Così recita l'articolo 19 della nostra Costituzione. I Padri costituenti, durante l'elaborazione della legge fondamentale, hanno tuttavia dimenticato di aggiungere un comma dedicato all'unica eccezione perpetrata sul territorio nazionale, eccezione che non può che riguardare la Sicilia.
Storicamente, gli abitanti di questa fetta di Magna Grecia, hanno sempre posseduto un forte spirito di accoglienza: tutti possono godere delle bellezze di questa terra...tutti, tranne quei pochi stolti che credono di poter importare nella "mia" isola il culto per la dea DIETA.

Tutto ebbe inizio quando, una decida di giorni fa, mia madre entrò entusiasta in camera mia dicendo che da lì a poco sarebbero tornati in paese dei suoi cugini del nord che non vedeva da anni. Niente di straordinario penserete voi. Ed è proprio qui che vi sbagliate.

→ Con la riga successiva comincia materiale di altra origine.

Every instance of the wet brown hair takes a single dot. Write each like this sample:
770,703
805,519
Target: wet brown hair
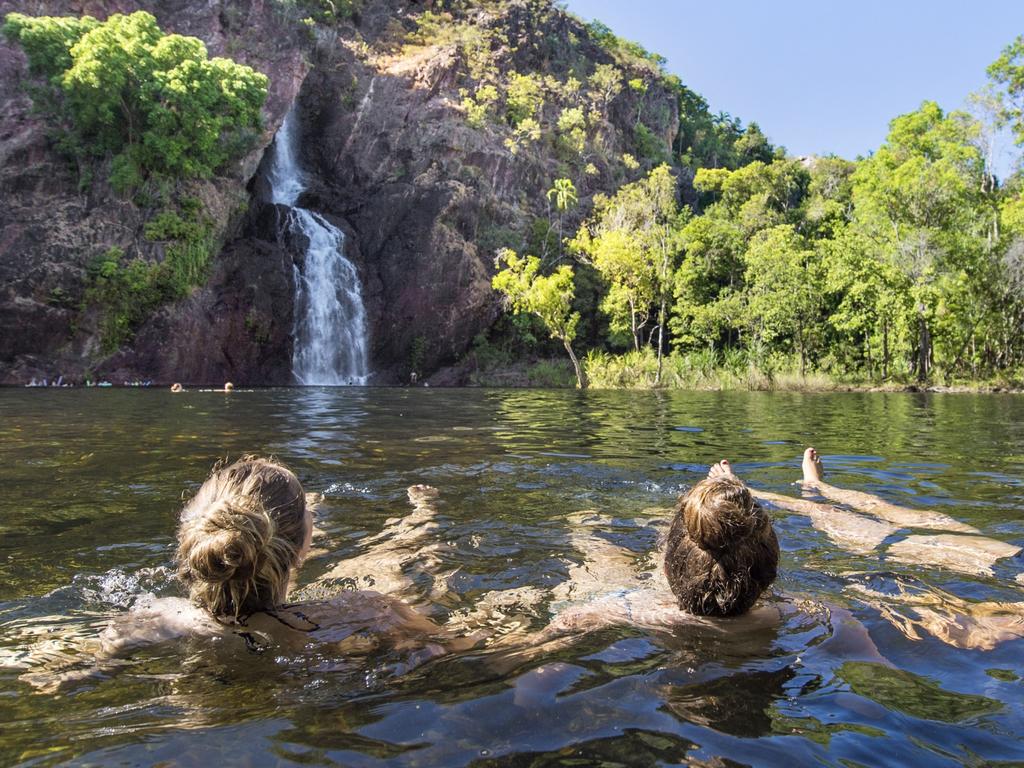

L'entusiasmo, dopo pochi attimi, è andato scemando, cedendo il posto ad un'espressione seria e composta che solo un figlio siculo sa come interpretare. Dopo interminabili secondi di gelido silenzio, la domanda, madre di tutte le domande: "Cosa cucino?".
In quel momento ho capito che non ci sarebbe stata la minima possibilità di sfuggire a picchi glicemici e calorie in eccesso che nemmeno ore ed ore di free climbing avrebbero potuto sconfiggere.

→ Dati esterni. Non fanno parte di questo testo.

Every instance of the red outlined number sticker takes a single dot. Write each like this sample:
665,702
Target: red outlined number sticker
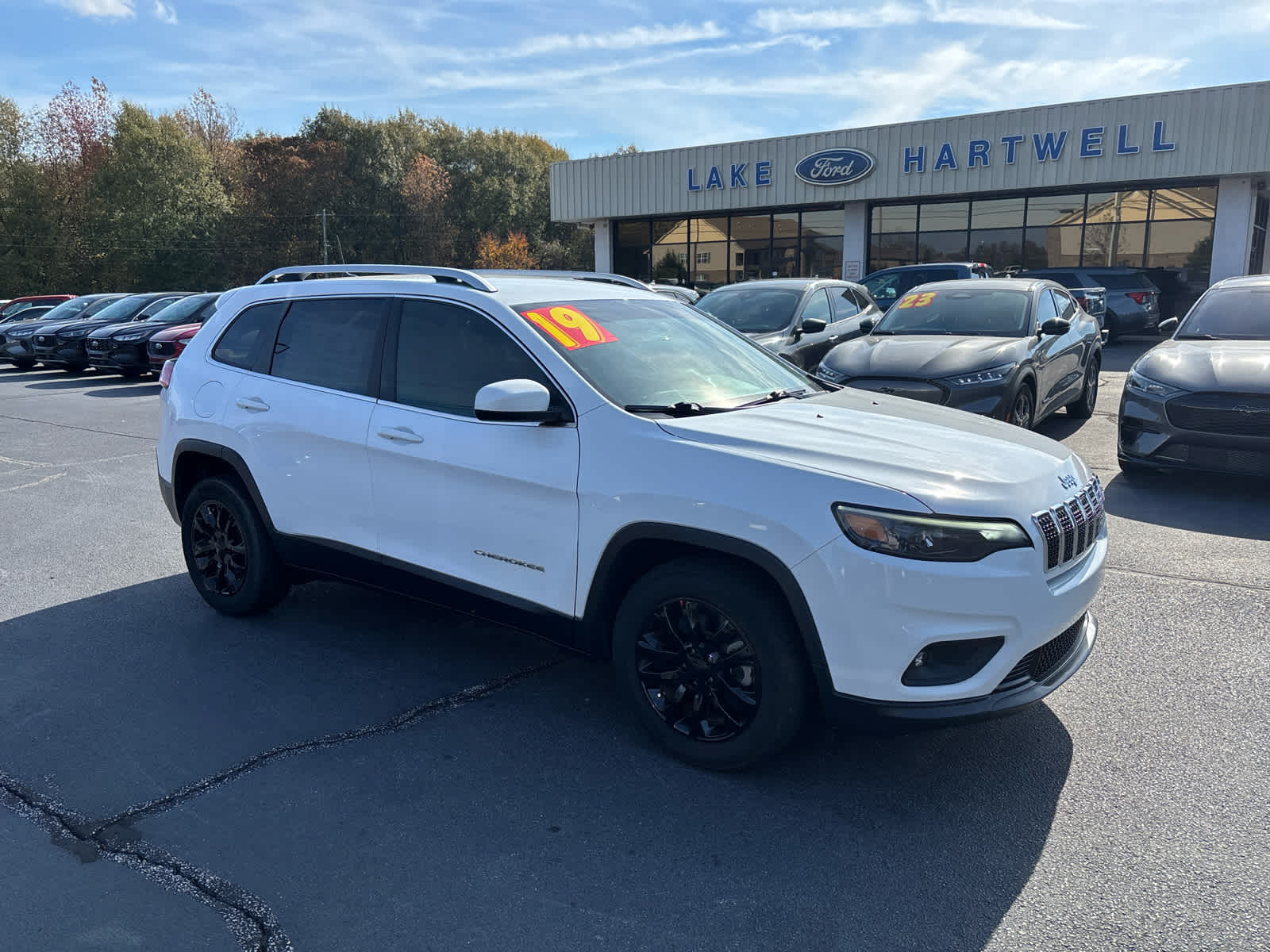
922,300
568,327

In sette giorni, si dice, che Dio creò l'Universo. In sette giorni, una sola donna, è riuscita a cucinare più specie animali di quante ne esistano su questo pianeta.

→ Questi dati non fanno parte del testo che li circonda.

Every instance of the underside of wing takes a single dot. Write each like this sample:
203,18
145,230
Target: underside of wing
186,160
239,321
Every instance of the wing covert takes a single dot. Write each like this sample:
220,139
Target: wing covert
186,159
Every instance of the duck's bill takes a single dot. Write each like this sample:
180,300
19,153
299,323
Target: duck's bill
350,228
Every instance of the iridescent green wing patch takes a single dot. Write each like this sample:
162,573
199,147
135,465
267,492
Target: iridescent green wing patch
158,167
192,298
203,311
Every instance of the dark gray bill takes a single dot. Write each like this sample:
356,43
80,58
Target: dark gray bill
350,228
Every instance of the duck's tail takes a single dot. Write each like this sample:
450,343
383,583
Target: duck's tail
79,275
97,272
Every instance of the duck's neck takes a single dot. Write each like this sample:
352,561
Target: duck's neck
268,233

I pasti diventano un campo di battaglia, una lotta, in cui le tattiche e le strategie sono tutto...e se tu vieni dal profondo nord, mi dispiace: non hai nessuna speranza di farcela.
Un siciliano sa, innanzi tutto, che ci sono frasi che non devono MAI essere pronunciate: "Che buono", "Complimenti" o "Davvero squisito" sono espressioni che conducono all'inevitabile reazione dei commensali, i quali, compatti come opliti macedoni, chiedono a gran voce la prova di quanto affermato! "Se ti piace davvero, lo devi dimostrare: prendine ancora!". A nulla vale implorare pietà o invocare l'esistenza di quella che qui, in Trinacria, è considerata una figura mitologica al pari di unicorni e lupi mannari: il senso di sazietà non esiste, lo sanno anche i bambini.
E ancora, quella che per tutti è la dicotomia fondamentale "Pane o Pasta", qui è si trasforma in una coppia di vecchi amanti che mai deve essere separata. Nessuno si sognerebbe di mangiare la salsiccia o la fettina di carne di cavallo "senza pane".
Il contorno, da molti considerato come un veloce sostituto della cena, qui, ha natura divina: diventa uno e trino (perché solo due contorni, in Sicilia, sono segno di poco "rispetto").
E infine, quando l'ospite a stento riesce a battere le palpebre, a causa della quantità innaturale ed inumana di cibo che ha assunto, si ritrova sotto il naso una fetta di torta che non ha mai accettato di assaggiare ma, dalla quale, non ha scampo perché, in Sicilia, i dolci, "non si mangiano per fame" (espressione della cui logicità, tutt'oggi, dubito).
Ovviamente questa sacra funzione, ripetuta a pranzo ed a cena, non è soggetta a nessuna possibilità di scelta: tra le libertà civili, qui nel profondo sud, non figura l'autodeterminazione durante i pasti.
Il siciliano, se ti vuole davvero bene, deve farcirti fino a farti scoppiare...e quando confesserai lui che hai preso almeno un paio di Kg, allora lui tornerà soddisfatto alla propria routine, fatta di duro lavoro e di piccoli piaceri.

In fondo, come disse Virginia Woolf "Uno non può pensare bene, amare bene, dormire bene, se non ha mangiato bene".



A presto blog, a risentirci miei lettori.